Matt Groves

Personal information
- Full name: Matthew Groves
- Date of birth: 11 December 1988 (age 37)
- Place of birth: Bristol, England
- Position: Striker

Team information
- Current team: Bristol Manor Farm

Youth career
- 2007: Bristol Rovers

Senior career*
- Years: Team / Apps / (Gls)
- 2007–2009: Bristol Rovers / 1 / (0)
- 2008: → Chippenham Town (loan) / 3 / (0)
- 2008: → Tiverton Town (loan) / 7 / (1)
- 2009: → Mangotsfield United (loan) / 15 / (2)
- 2009: Weston-super-Mare / 3 / (0)
- 2009–2010: Weymouth / 24 / (2)
- 2010: Yate Town / 8 / (2)
- 2010: Mangotsfield United / 39 / (11)
- 2013–2015: Gloucester City / 55 / (6)
- 2015–2017: Mangotsfield United / 75 / (11)
- 2017: Larkhall Athletic / ? / (?)
- 2017–: Bristol Manor Farm / ? / (?)

= Matt Groves =

English footballer (born 1988)

Matthew Groves (born 11 December 1988) is an English professional footballer who plays for Bristol Manor Farm.
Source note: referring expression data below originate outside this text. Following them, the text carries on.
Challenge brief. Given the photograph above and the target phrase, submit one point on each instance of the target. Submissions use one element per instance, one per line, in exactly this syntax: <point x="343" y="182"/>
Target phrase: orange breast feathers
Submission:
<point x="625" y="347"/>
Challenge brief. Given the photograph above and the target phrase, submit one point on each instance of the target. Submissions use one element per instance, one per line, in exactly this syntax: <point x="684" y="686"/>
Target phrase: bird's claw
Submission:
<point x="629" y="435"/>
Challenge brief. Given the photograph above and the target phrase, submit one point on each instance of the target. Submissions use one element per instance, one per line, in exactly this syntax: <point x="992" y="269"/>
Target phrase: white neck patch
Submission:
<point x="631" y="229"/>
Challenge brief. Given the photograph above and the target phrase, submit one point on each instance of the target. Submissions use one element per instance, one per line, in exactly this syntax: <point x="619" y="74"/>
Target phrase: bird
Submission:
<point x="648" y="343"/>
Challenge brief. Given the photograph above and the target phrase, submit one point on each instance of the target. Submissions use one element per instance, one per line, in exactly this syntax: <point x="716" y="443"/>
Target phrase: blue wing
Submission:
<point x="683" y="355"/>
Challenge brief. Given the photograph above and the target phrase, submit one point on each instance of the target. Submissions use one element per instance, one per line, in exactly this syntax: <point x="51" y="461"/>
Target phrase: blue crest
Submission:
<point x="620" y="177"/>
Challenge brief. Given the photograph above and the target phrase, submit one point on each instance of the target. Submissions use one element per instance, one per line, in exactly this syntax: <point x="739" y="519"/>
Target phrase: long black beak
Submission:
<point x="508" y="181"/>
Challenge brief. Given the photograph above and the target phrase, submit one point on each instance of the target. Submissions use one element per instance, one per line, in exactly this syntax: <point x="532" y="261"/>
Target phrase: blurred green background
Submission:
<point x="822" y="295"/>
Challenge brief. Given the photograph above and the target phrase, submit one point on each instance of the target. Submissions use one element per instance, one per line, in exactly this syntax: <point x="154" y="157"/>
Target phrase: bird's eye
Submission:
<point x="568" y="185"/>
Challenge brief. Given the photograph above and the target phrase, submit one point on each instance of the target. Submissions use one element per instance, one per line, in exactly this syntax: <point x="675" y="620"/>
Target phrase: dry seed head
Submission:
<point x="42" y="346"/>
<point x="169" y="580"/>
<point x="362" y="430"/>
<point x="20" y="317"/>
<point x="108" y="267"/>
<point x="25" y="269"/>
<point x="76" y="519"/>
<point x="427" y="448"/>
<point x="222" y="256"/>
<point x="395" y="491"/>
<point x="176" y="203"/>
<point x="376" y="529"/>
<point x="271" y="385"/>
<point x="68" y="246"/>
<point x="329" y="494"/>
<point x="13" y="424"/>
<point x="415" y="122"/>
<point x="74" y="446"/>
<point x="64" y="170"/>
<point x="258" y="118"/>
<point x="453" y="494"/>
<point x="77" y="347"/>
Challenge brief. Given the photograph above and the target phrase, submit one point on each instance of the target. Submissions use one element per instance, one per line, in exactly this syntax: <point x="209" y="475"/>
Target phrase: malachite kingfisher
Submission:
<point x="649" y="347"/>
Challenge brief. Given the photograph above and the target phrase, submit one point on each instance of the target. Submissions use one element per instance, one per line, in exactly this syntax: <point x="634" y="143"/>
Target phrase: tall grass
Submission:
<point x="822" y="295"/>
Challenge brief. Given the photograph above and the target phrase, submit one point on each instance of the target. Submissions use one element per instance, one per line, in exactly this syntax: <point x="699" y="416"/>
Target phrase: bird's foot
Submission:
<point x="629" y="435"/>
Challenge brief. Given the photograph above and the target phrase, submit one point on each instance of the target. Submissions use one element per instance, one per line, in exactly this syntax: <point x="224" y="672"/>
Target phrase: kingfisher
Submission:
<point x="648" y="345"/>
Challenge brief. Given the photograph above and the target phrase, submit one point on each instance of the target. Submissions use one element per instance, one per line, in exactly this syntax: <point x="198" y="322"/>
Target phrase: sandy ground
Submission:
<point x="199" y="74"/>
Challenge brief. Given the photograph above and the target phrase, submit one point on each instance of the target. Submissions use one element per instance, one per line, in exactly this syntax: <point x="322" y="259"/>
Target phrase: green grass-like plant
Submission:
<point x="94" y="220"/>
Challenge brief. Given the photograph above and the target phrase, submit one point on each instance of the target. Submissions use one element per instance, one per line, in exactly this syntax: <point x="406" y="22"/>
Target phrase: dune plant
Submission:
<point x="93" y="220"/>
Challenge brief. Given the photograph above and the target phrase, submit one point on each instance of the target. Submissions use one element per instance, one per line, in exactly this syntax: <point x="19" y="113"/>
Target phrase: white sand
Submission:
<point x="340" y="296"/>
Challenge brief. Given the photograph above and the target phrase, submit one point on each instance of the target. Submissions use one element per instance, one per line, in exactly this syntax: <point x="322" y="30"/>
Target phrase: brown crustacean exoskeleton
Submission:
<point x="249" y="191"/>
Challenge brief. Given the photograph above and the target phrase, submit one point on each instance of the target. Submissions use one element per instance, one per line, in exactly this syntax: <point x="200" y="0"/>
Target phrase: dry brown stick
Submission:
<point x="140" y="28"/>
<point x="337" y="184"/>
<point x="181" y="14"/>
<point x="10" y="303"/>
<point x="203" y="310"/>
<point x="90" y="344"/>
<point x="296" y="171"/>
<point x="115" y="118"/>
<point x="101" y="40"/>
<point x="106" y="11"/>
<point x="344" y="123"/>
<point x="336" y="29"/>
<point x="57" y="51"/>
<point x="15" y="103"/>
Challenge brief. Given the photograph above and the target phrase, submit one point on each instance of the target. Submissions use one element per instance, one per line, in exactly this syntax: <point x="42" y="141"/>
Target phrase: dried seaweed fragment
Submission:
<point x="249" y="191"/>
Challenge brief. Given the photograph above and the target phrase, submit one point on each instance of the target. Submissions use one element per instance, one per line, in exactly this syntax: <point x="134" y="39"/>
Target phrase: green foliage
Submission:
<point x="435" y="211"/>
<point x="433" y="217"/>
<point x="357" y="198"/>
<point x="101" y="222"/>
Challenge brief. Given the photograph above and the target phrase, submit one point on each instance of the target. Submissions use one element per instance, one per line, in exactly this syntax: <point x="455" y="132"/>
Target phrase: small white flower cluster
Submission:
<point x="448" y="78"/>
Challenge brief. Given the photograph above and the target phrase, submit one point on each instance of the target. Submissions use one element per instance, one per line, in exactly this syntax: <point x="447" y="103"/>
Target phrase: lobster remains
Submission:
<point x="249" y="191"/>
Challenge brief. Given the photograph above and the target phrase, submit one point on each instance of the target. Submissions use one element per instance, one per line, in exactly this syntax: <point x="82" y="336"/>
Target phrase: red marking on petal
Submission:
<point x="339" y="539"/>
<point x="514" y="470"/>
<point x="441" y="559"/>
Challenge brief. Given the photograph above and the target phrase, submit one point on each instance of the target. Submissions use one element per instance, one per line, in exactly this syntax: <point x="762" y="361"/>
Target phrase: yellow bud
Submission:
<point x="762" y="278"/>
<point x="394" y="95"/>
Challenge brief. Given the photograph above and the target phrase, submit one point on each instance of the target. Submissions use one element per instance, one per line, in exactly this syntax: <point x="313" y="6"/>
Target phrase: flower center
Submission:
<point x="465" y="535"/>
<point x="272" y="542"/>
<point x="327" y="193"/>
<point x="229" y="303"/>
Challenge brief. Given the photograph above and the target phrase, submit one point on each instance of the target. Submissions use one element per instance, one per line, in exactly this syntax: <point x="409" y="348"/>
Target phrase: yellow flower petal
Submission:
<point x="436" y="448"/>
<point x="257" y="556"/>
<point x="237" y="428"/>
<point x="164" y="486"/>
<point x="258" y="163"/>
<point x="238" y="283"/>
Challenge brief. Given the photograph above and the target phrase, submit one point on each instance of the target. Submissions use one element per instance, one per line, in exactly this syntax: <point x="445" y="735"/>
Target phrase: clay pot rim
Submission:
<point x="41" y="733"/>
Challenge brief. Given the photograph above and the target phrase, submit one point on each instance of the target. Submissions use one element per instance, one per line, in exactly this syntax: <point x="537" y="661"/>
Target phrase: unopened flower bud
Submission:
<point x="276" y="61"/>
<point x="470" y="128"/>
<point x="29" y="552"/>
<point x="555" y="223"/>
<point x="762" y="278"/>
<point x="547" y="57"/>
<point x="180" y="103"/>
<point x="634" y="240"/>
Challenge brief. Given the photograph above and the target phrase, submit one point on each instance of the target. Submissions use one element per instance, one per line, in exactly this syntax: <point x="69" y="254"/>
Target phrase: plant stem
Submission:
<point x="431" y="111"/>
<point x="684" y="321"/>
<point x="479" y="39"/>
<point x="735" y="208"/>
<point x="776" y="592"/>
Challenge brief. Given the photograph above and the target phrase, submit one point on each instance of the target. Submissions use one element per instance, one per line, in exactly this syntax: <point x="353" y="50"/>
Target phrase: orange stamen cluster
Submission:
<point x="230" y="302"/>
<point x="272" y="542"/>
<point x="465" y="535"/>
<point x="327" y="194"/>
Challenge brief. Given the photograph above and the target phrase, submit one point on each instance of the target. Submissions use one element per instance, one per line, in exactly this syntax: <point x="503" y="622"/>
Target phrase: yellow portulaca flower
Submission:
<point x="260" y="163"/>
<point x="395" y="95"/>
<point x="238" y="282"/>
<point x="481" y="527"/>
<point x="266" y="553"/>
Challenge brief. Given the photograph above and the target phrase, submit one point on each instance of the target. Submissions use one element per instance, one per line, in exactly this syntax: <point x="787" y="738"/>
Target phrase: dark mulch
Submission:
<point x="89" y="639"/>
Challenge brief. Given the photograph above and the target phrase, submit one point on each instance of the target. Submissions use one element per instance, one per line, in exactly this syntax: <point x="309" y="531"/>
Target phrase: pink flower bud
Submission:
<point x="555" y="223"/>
He plays as a striker.Recently joined step 5 club Bitton AFC under manager Dan Langdon.

==Career==
Born in Bristol, Groves graduated through the Bristol Rovers centre of excellence, based at the Bristol Academy of Sport, and was awarded his first professional contract by Rovers in May 2007. His debut for the first team came on 1 December 2007, in a second-round FA Cup match against Rushden & Diamonds when he came on as a substitute for Andy Williams.

In March 2008 Groves joined Chippenham Town on loan until the end of the 2007–08 season. At the start of the following season he moved to Tiverton Town on loan.

He made a third loan move in December 2008, this time to Mangotsfield United where he remained for three months, but after returning to his parent club he was released from his contract. After his release he was signed by Weston-super-Mare to play for them in the Conference South, where he made one start and two substitute appearances.

After a trial at another Conference South club, Weymouth, Groves signed a one-year deal in July 2009. He left the financially troubled club in March 2010 when faced with the alternative of a 50% pay cut. He had scored twice from 24 league games. He ended the 2010–11 season with a brief stint at Yate Town, before re-joining their local rivals Mangotsfield United that summer.